Food Tank (FT): What inspired you to get involved in food and agriculture?
Nicolette Hahn Niman (NN): It was kind of accidental, really. I was working as the senior attorney for Robert F. Kennedy, Jr., at Waterkeeper, and he asked me to launch a national campaign to reform industrial livestock production. That was the beginning of a journey I’ve now been on for 16 years!
FT: What do you see as the biggest opportunity to fix the food system?
NN: The power of the consumer. Each of us has tremendous influence over the food system because we directly interface with it several times a day. Every penny we spend on food is a vote for what kind of food system we want.
FT: What innovations in agriculture and the food system are you most excited about?
NN: There is an amazing amount of research and work on farms and ranches around the world focusing on the biology, especially the microbiology, of the soils. It seems that having a healthy soil microbiome is the single most important foundation of a viable, sustainable food system. This is amazing since hardly anyone was considering this even a decade ago!
FT: Can you share a story about a food hero that inspired you?

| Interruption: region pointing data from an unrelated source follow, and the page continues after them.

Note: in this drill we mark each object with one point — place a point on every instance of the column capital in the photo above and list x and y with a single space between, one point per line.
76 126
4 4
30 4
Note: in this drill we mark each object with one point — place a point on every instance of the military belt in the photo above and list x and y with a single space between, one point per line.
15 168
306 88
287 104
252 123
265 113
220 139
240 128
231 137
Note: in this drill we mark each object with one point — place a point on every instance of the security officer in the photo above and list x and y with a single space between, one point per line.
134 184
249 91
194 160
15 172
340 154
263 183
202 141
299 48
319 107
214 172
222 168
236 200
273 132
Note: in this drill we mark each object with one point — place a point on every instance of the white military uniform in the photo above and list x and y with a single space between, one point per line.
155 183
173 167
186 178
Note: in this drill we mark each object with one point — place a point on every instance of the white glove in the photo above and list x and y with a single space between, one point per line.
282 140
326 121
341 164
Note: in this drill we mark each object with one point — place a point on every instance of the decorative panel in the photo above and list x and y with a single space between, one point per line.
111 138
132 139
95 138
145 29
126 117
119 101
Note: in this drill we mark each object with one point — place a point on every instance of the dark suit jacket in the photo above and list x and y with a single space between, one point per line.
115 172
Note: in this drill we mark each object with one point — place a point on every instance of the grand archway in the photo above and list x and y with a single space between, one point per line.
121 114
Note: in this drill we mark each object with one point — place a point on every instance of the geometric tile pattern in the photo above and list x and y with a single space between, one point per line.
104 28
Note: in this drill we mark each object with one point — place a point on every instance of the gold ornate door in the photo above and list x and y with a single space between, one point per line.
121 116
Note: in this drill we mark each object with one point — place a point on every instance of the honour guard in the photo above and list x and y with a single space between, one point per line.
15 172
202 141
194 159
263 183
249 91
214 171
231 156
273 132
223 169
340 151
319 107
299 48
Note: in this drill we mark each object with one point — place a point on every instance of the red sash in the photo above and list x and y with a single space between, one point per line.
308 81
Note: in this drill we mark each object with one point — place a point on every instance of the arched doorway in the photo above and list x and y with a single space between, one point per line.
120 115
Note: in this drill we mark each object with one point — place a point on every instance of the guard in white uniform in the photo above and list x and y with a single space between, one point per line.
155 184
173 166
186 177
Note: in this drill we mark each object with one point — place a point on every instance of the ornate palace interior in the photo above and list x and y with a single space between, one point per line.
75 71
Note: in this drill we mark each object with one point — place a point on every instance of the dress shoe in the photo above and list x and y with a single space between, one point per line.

NN: I have met so, so many over the years, and it’s nearly impossible to choose one. They have been men and women of all ages, ethnicities, and backgrounds, and they are simply re-making the food system. One small but powerful step at a time, by creating farms, restaurants, markets, and direct-to-consumer ventures that are founded on the principle of food that is ecologically and humanely produced and healthy to eat.
FT: What drives you every day to fight for the bettering of our food system?
NN: I have seen first hand the damage to water and land that industrial food production takes, and I can see signs everywhere of declining human health. Having children also helps keep me motivated, I want the Earth to be vibrant and beautiful and food to be health-giving and delicious for them and all children. Sometimes we forget the great joy that comes with a delicious meal, lovingly prepared and shared with family!
FT: What’s the biggest problem within the food system our parents and grandparents didn’t have to deal with?
NN: The lack of understanding and lack of connection with nature. The root of our problem, as I see it, is that we feel humans are smarter than nature. Humans are looking to chemicals, drugs, machines, and genetic manipulation to solve humanities’ challenges. For me, the answers are in nature and we need to get back to understanding how it functions if we want a long and healthy future for humans and the Earth.
FT: What’s the first, most pressing issue you’d like to see solved within the food system?
NN: Healthy, ecologically-produced food that is accessible for all.
FT: What is one small change every person can make in their daily lives to make a big difference?
NN: Treat every occasion where you buy food as a vote for the kind of food system you want, also learn how to cook!
FT: What’s one issue within the food system you’d like to see completely solved for the next generation?
NN: Good food for all.
FT: What agricultural issue would you like for the next president of the United States to immediately address?
NN: The incentives should be urgently and always, always tied to two things: ecological sustainability and nourishing, healthy food. We need to stop subsidizing farming that’s destroying the planet and food that’s making us sick!